Behind him he heard the knights explaining to his son, “Count Volkmar broke through the ring of iron and died leading his men toward the lake. They reached here,” and the men showed young Volkmar where his ancestor had fallen.
“Was his son with him?” the boy inquired.
“Of course,” the knights answered, “Volkmars always seek the enemy,” and the company saddled again and resumed their march to Tabarie, where the Mameluke guards were astonished to see them riding like ghosts out of the hills in which their ancestors had perished, so that an alarm was sounded and the governor himse
lf, a Mameluke with fierce mustaches, left the fort and came to the gate, where he inspected the order from Damascus and allowed the pilgrims entrance.
It was an inviting little city they had come to, close-walled on three sides and with the lake on the fourth. Since Galilee stood far below sea level the air was heavy and hot, but the cool breeze from the lake was welcome and the food was excellent. The Arabs who inhabited the town—there were not more than six Mamelukes and a hundred Turks—were hospitable, and all were eager to hear news of Acre and Nazareth.

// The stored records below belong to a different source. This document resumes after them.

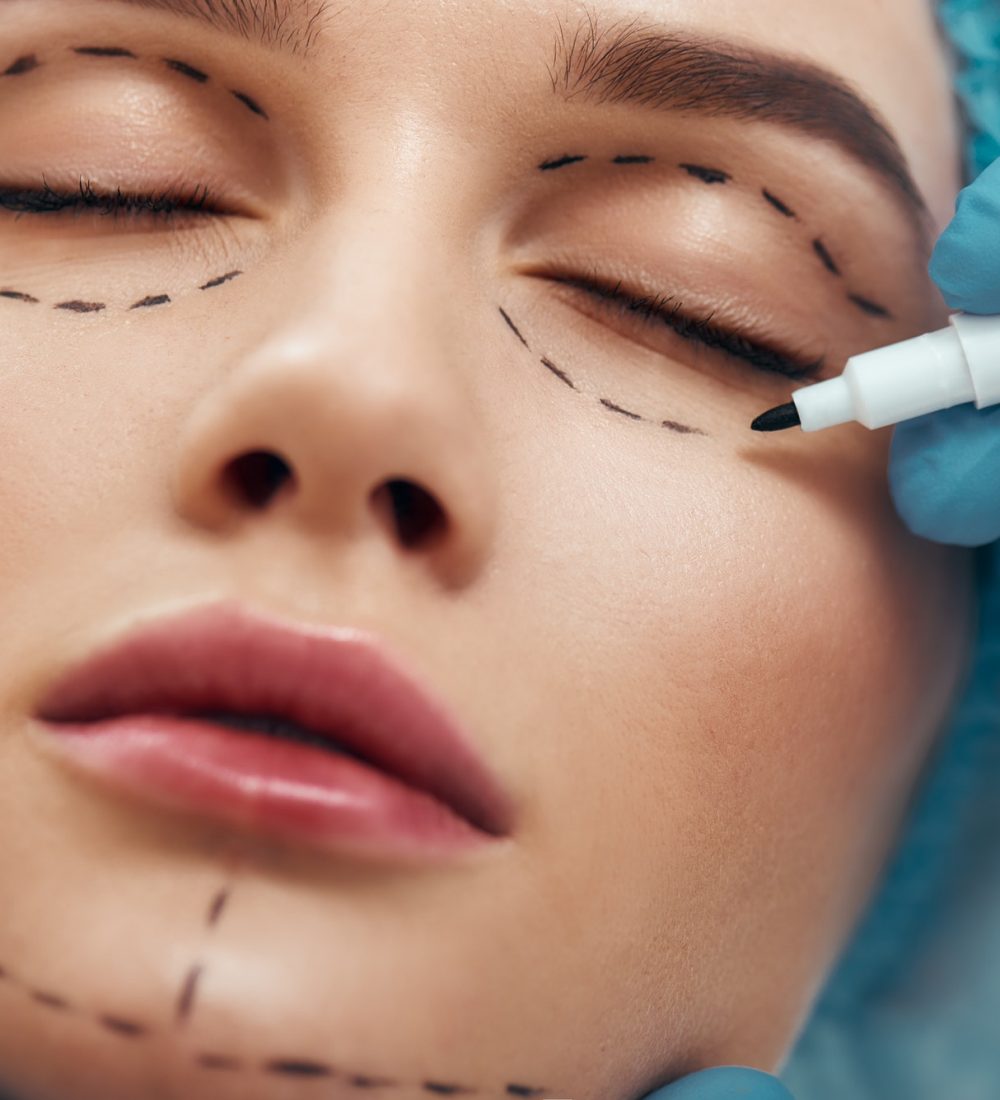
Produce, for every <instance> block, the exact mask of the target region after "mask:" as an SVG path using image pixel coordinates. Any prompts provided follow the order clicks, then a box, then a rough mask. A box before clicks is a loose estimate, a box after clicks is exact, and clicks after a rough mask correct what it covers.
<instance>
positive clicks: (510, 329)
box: [497, 306, 528, 348]
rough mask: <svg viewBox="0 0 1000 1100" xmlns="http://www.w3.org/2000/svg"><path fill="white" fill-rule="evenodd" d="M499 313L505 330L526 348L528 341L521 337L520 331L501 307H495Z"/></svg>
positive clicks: (497, 306)
mask: <svg viewBox="0 0 1000 1100" xmlns="http://www.w3.org/2000/svg"><path fill="white" fill-rule="evenodd" d="M497 309H499V311H501V317H503V319H504V320H505V321H506V322H507V328H508V329H509V330H510V331H512V332H513V333H514V334H515V335H516V337H517V339H518V340H520V342H521V343H523V344H524V345H525V346H526V348H527V346H528V341H527V340H525V338H524V337H523V335H521V332H520V329H519V328H518V327H517V326H516V324H515V323H514V321H512V320H510V315H509V313H508V312H507V311H506V309H504V307H503V306H497Z"/></svg>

The warriors laid aside their armor and lounged in comfortable chairs beside the lake, drinking beverages which the garrison supplied, after which the Mameluke governor, pressing down his mustaches, proposed that all go down the road to the hot baths which had made the city famous in Roman days, and for the first time young Volkmar saw springs gushing from the ground bringing water far too hot to touch. The dusty men indulged themselves in the humid rooms and felt the tedium of the saddle seep away in the heat. Then they dressed and rode back to the city, Count Volkmar experiencing pangs of regret when he thought: Once it was ours. Once a prince lived here and gathered fees from lands ten miles away. To come to Tabarie in winter and take the baths, that was the best that Galilee offered.
He thanked the Mameluke officer for his courtesy and the former slave bowed, and as he did so Volkmar cried to his son, “Look! Look! There’s a Jew.” And for the first time in his life the boy saw a Jew.
“A few returned from the lands of the Frank,” the Mameluke explained, studying the stranger as if he were a new kind of horse, useful but not customary.